Background: High levels of phobic anxiety have been associated with elevated risks of coronary heart disease (CHD) death and sudden cardiac death (SCD) among men. To the best of our knowledge, no studies have looked at this association among women. Anxiety may influence CHD mortality by increasing the risk of ventricular arrhythmia and SCD.
Methods and results: We prospectively examined the relationship between phobic anxiety, as measured by the Crown-Crisp index (CCI), and CHD among women participating in the Nurses' Health Study. Among 72,359 women with no history of cardiovascular disease or cancer in 1988, 97 SCDs, 267 CHD deaths, and 930 nonfatal myocardial infarctions (MI) were documented over 12 years of follow-up.
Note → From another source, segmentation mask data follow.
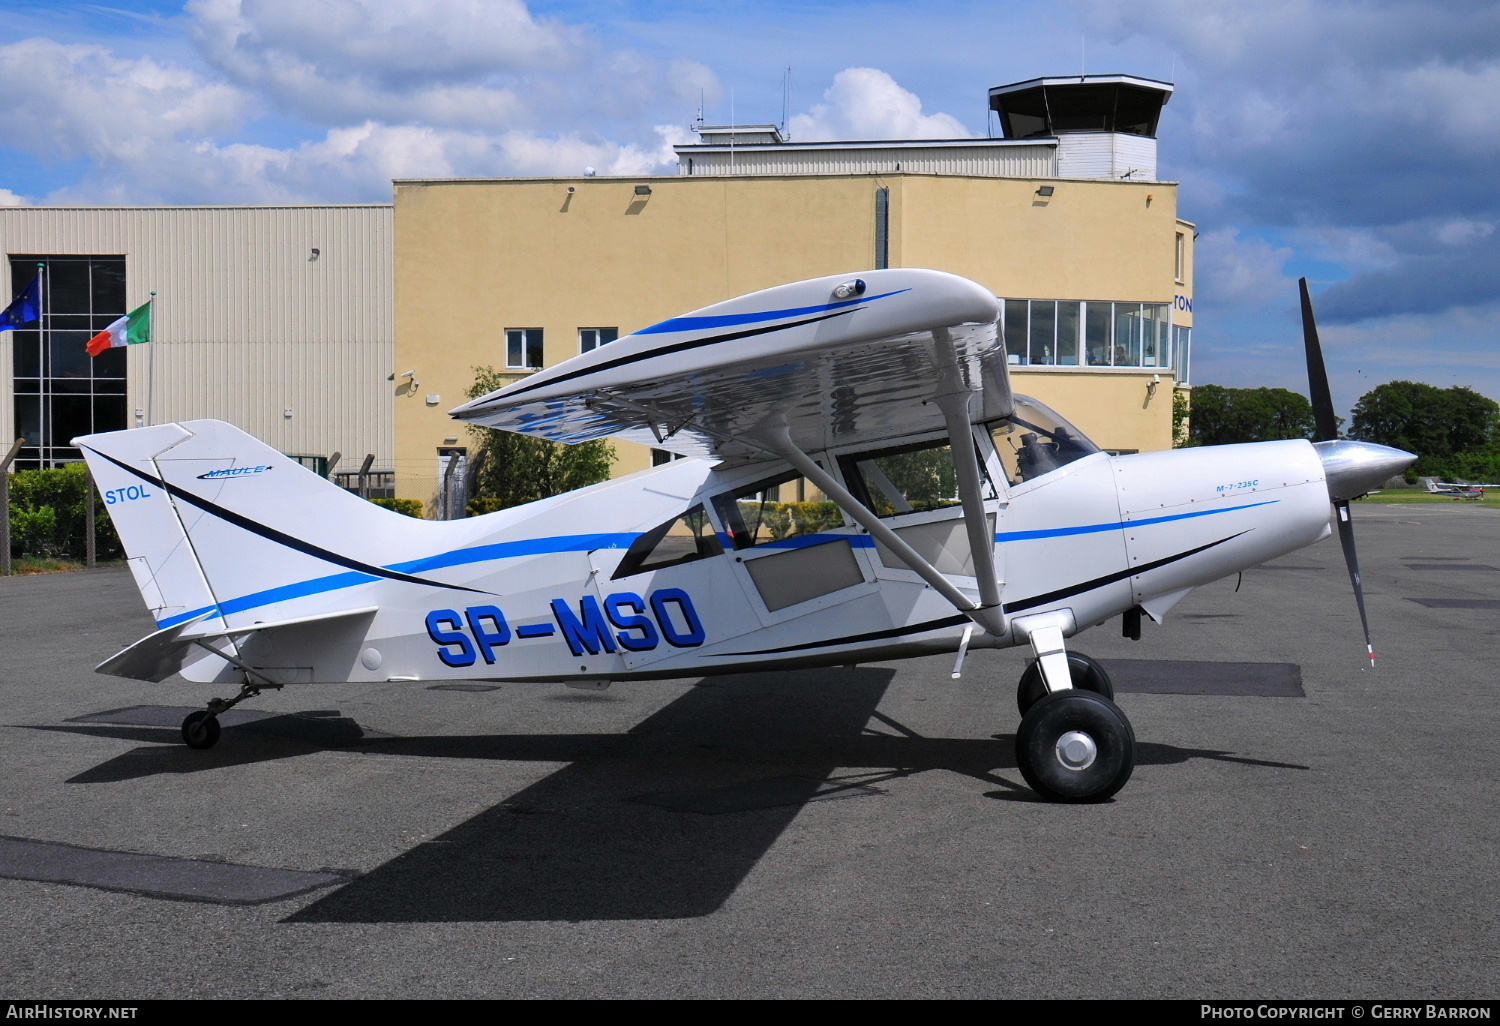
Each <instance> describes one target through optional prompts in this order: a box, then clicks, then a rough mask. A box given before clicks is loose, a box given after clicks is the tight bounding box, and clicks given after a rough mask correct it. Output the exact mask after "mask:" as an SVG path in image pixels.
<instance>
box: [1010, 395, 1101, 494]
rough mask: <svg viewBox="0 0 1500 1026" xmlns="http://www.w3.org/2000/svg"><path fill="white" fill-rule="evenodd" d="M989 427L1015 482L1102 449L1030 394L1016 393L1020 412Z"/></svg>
mask: <svg viewBox="0 0 1500 1026" xmlns="http://www.w3.org/2000/svg"><path fill="white" fill-rule="evenodd" d="M986 428H987V429H989V432H990V438H992V440H993V441H995V450H996V453H999V458H1001V463H1002V465H1004V466H1005V474H1007V475H1008V477H1010V478H1011V484H1020V483H1022V481H1029V480H1034V478H1037V477H1041V475H1043V474H1050V472H1052V471H1055V469H1058V468H1059V466H1067V465H1068V463H1071V462H1074V460H1077V459H1083V458H1085V456H1091V455H1094V453H1097V452H1101V450H1100V447H1098V446H1095V444H1094V443H1092V441H1089V440H1088V438H1086V437H1085V435H1083V432H1080V431H1079V429H1077V428H1074V426H1073V425H1070V423H1068V422H1067V420H1064V419H1062V417H1059V416H1058V414H1056V413H1053V411H1052V410H1049V408H1047V407H1044V405H1041V404H1040V402H1037V401H1035V399H1029V398H1026V396H1016V411H1014V413H1013V414H1011V416H1010V417H1007V419H1005V420H996V422H992V423H989V425H986Z"/></svg>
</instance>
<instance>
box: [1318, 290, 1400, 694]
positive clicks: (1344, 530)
mask: <svg viewBox="0 0 1500 1026" xmlns="http://www.w3.org/2000/svg"><path fill="white" fill-rule="evenodd" d="M1298 288H1299V290H1301V291H1302V345H1304V347H1305V348H1307V356H1308V393H1310V396H1308V398H1310V399H1311V401H1313V419H1314V422H1316V423H1317V441H1320V443H1331V441H1335V440H1337V438H1338V417H1335V416H1334V396H1332V395H1331V393H1329V389H1328V368H1325V366H1323V347H1322V345H1319V341H1317V321H1316V320H1314V318H1313V297H1311V296H1310V294H1308V279H1305V278H1299V279H1298ZM1320 449H1322V446H1320ZM1391 452H1392V453H1394V452H1397V450H1391ZM1328 455H1329V456H1332V452H1329V453H1328ZM1383 455H1385V453H1376V456H1377V458H1379V456H1383ZM1401 455H1406V453H1401ZM1325 462H1326V460H1325ZM1365 462H1371V460H1370V459H1367V460H1365ZM1329 498H1331V499H1334V510H1335V511H1337V513H1338V543H1340V544H1341V546H1343V549H1344V565H1346V567H1349V583H1350V585H1353V588H1355V604H1356V606H1359V625H1361V627H1362V628H1364V630H1365V652H1367V654H1368V655H1370V666H1371V667H1374V664H1376V646H1374V645H1371V643H1370V616H1368V615H1365V586H1364V585H1362V583H1361V580H1359V556H1358V555H1356V553H1355V522H1353V519H1352V517H1350V513H1349V499H1347V498H1344V496H1338V498H1334V490H1332V489H1331V490H1329Z"/></svg>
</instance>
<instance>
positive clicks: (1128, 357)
mask: <svg viewBox="0 0 1500 1026" xmlns="http://www.w3.org/2000/svg"><path fill="white" fill-rule="evenodd" d="M1004 308H1005V314H1004V321H1002V330H1004V336H1005V353H1007V359H1008V360H1010V363H1011V366H1058V368H1139V369H1151V371H1160V369H1163V368H1169V366H1172V344H1170V339H1172V330H1170V327H1172V321H1170V317H1172V306H1170V305H1169V303H1113V302H1104V300H1088V302H1080V300H1005V302H1004Z"/></svg>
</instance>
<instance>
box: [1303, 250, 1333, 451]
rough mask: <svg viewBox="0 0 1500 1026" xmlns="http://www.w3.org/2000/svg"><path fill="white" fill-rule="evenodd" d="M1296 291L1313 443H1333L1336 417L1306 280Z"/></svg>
mask: <svg viewBox="0 0 1500 1026" xmlns="http://www.w3.org/2000/svg"><path fill="white" fill-rule="evenodd" d="M1298 288H1301V290H1302V345H1304V347H1305V348H1307V356H1308V393H1310V395H1308V398H1310V399H1311V401H1313V419H1314V422H1316V423H1317V441H1334V440H1335V438H1338V417H1335V416H1334V396H1332V395H1331V393H1329V390H1328V368H1325V366H1323V347H1322V345H1319V341H1317V321H1316V320H1313V297H1311V296H1308V279H1305V278H1299V279H1298Z"/></svg>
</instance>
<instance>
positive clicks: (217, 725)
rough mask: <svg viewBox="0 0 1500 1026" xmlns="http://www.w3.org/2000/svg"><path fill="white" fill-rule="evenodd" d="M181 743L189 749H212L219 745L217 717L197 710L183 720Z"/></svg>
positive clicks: (199, 710) (201, 709) (190, 714)
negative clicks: (204, 748)
mask: <svg viewBox="0 0 1500 1026" xmlns="http://www.w3.org/2000/svg"><path fill="white" fill-rule="evenodd" d="M183 741H184V742H186V744H187V747H189V748H211V747H213V745H216V744H219V717H216V715H213V714H211V712H207V711H204V709H198V711H196V712H189V714H187V718H186V720H183Z"/></svg>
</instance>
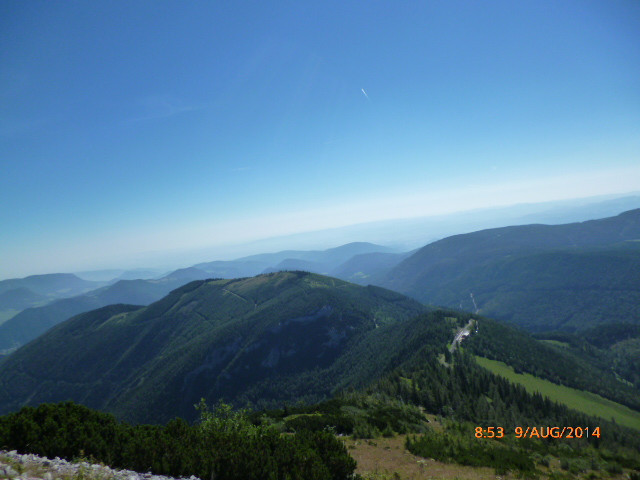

A higher score on the CCI was associated with an increased risk of SCD and fatal CHD but not of nonfatal MI in age-adjusted (P, trend < or =0.008) and in multivariable models excluding possible biological intermediaries (P, trend < or =0.03). Multivariable adjustment appeared to attenuate the relations; women who scored 4 or greater on the CCI were at a 1.59-fold (95% CI, 0.97 to 2.60) marginally increased risk of SCD and a 1.31-fold (95% CI, 0.97 to 1.75) marginally increased risk of fatal CHD compared with those who scored 0 or 1. After control for possible intermediaries (hypertension, diabetes, and elevated cholesterol), a trend toward an increased risk persisted for SCD (P=0.06).
Conclusions: These prospective data suggest that high levels of phobic anxiety are associated with an increased risk of fatal CHD, particularly from SCD. Some but not all of this risk can be accounted for by CHD risk factors associated with phobic anxiety.